The trucking industry has been undergoing a significant transformation in recent months, with two federal agencies playing a crucial role in reshaping the driver pool. The Department of Transportation (DOT) and the Department of Homeland Security (DHS) have operated in close coordination, tightening who can legally hold a Commercial Driver's License (CDL) and pulling drivers off interstates and out of their homes who could no longer pass that standard. This two-agency enforcement operation has been one of the primary supply-side stories in trucking since mid-2025, with significant implications for small carriers and owner-operators.
The impact of this enforcement wave can be seen in various statistics. FMCSA removed over 7,000 CDL schools from its Training Provider Registry, cutting off the pipeline that was creating fraudulent new CDL entrants. The March 16 Final Rule on non-domiciled CDLs has now taken legal effect, eliminating eligibility for the large majority of current holders who do not meet the new visa standard. California revoked 17,000 CDLs in a single enforcement action, and New York faces DOT orders to revoke more than half of its 32,000 non-domiciled CDLs.
The structural direction has not changed, but the management quality and political stability of the agency executing it may improve with Mark Mullin's arrival. As a hardline immigration enforcer from Oklahoma, Mullin is well-positioned to maintain and potentially escalate the posture established by Kristi Noem.
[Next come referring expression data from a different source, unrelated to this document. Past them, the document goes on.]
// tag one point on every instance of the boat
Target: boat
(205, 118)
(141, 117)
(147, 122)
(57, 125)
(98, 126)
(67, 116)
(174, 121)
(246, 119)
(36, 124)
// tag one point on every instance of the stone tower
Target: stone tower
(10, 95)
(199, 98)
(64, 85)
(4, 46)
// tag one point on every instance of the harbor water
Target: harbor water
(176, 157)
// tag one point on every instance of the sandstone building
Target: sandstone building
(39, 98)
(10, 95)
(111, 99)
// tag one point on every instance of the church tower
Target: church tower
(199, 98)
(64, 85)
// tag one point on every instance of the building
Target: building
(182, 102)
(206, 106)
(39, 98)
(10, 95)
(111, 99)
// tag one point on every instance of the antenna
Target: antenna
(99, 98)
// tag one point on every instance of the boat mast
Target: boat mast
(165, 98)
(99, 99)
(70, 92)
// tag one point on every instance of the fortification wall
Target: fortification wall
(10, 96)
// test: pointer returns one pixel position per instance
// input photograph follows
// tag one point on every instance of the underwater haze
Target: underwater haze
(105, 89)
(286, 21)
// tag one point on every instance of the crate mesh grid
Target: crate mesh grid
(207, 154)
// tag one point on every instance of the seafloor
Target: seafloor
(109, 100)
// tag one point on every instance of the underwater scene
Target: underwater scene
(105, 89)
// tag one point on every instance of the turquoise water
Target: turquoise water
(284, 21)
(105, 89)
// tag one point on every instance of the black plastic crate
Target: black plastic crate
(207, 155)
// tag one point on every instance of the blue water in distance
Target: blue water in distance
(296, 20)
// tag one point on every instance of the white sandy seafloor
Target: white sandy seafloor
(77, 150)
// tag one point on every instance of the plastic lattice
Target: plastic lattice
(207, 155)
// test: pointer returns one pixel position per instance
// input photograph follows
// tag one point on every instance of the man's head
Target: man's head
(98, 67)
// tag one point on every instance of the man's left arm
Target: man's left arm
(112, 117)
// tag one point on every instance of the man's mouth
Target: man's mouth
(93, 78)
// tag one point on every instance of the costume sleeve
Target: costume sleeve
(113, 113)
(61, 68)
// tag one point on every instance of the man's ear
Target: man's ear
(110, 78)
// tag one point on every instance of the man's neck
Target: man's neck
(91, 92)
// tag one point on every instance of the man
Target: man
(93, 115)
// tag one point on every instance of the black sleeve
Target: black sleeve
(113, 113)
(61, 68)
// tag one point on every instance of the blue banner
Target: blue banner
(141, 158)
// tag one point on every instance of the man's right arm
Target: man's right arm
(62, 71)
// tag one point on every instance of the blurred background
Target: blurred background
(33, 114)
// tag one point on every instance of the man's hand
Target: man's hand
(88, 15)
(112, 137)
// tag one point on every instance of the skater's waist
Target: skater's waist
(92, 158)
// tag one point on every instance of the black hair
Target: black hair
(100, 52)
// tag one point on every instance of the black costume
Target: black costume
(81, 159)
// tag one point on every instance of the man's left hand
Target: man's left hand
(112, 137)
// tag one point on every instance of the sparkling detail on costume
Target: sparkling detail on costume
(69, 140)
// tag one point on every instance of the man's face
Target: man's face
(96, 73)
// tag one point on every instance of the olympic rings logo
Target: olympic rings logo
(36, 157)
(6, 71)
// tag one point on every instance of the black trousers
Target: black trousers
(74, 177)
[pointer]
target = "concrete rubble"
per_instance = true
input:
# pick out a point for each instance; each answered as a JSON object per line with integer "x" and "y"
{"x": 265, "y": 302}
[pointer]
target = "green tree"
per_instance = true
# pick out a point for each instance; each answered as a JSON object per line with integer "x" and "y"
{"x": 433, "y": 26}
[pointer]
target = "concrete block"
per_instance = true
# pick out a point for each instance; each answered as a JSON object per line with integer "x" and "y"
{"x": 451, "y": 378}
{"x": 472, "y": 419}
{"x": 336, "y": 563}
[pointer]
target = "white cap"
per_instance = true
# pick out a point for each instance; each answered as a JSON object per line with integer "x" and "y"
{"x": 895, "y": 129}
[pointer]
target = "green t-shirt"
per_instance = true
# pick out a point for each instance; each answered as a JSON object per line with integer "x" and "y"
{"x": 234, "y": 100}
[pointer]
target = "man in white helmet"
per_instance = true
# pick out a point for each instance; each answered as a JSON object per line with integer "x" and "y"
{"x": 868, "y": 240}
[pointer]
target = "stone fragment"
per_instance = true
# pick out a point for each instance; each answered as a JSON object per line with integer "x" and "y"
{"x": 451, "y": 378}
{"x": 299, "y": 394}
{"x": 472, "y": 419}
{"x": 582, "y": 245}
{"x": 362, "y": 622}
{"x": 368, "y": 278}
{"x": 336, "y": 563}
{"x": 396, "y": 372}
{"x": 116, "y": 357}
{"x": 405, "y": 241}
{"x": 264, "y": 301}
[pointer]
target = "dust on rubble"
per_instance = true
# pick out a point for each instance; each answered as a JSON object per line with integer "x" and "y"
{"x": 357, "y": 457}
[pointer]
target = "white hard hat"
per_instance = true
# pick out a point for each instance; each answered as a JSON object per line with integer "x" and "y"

He represents a state that pioneered this enforcement model and has personal and political roots in the most aggressive state-level enforcement partnerships in the country.
Mullin's background and stated positions suggest he will continue to prioritize immigration enforcement, which may lead to more drivers being pulled off the road. The practical concern raised by some analysts is that Stephen Miller, the White House Deputy Chief of Staff, will continue to drive immigration policy from inside the White House, potentially overriding Mullin's priorities.
The supply-side market story has not yet fully materialized in spot rates, with demand remaining soft and enforcement implementation slower than anticipated. However, the cumulative pipeline of capacity removal is building, with estimates suggesting that up to 614,000 drivers could exit the commercial driving market if the full scope of immigration enforcement and CDL restriction runs its course.
The J.B. Hunt study by Noël Perry of Transport Futures estimated that a recession would dampen the rate impact, but a multi-year enforcement maturation is still expected. FTR's Avery Vise has projected a potential 'market that is like 2021' by year-end 2026 if enforcement matures and demand stabilizes.
The DHS leadership change is not a pivot point for small carriers and owner-operators, but rather a continuity signal with an asterisk for the shutdown resolution wildcard. The person at the top of DHS changes, but the enforcement architecture underneath that person remains largely intact.
Mullin's arrival may create a temporary opening for a funding resolution that Noem's presence was obstructing. If that happens, it would restore full DHS operational capacity, including ICE's enforcement budget and staffing, which would likely mean more enforcement activity, not less.
The transition from Kristi Noem to Mark Mullin at DHS is unlikely to change the direction of enforcement, but may bring more operational stability. As a hardline immigration enforcer with personal and political roots in the most aggressive state-level enforcement partnerships in the country, Mullin is well-positioned to maintain and potentially escalate the posture established by Noem.
The enforcement wave continues to reshape the trucking industry, with significant implications for small carriers and owner-operators. The structural direction has not changed, but the management quality and political stability of the agency executing it may improve with Mullin's arrival.
The transition from Kristi Noem to Mark Mullin at DHS may bring more operational stability, but the enforcement posture is unlikely to change direction.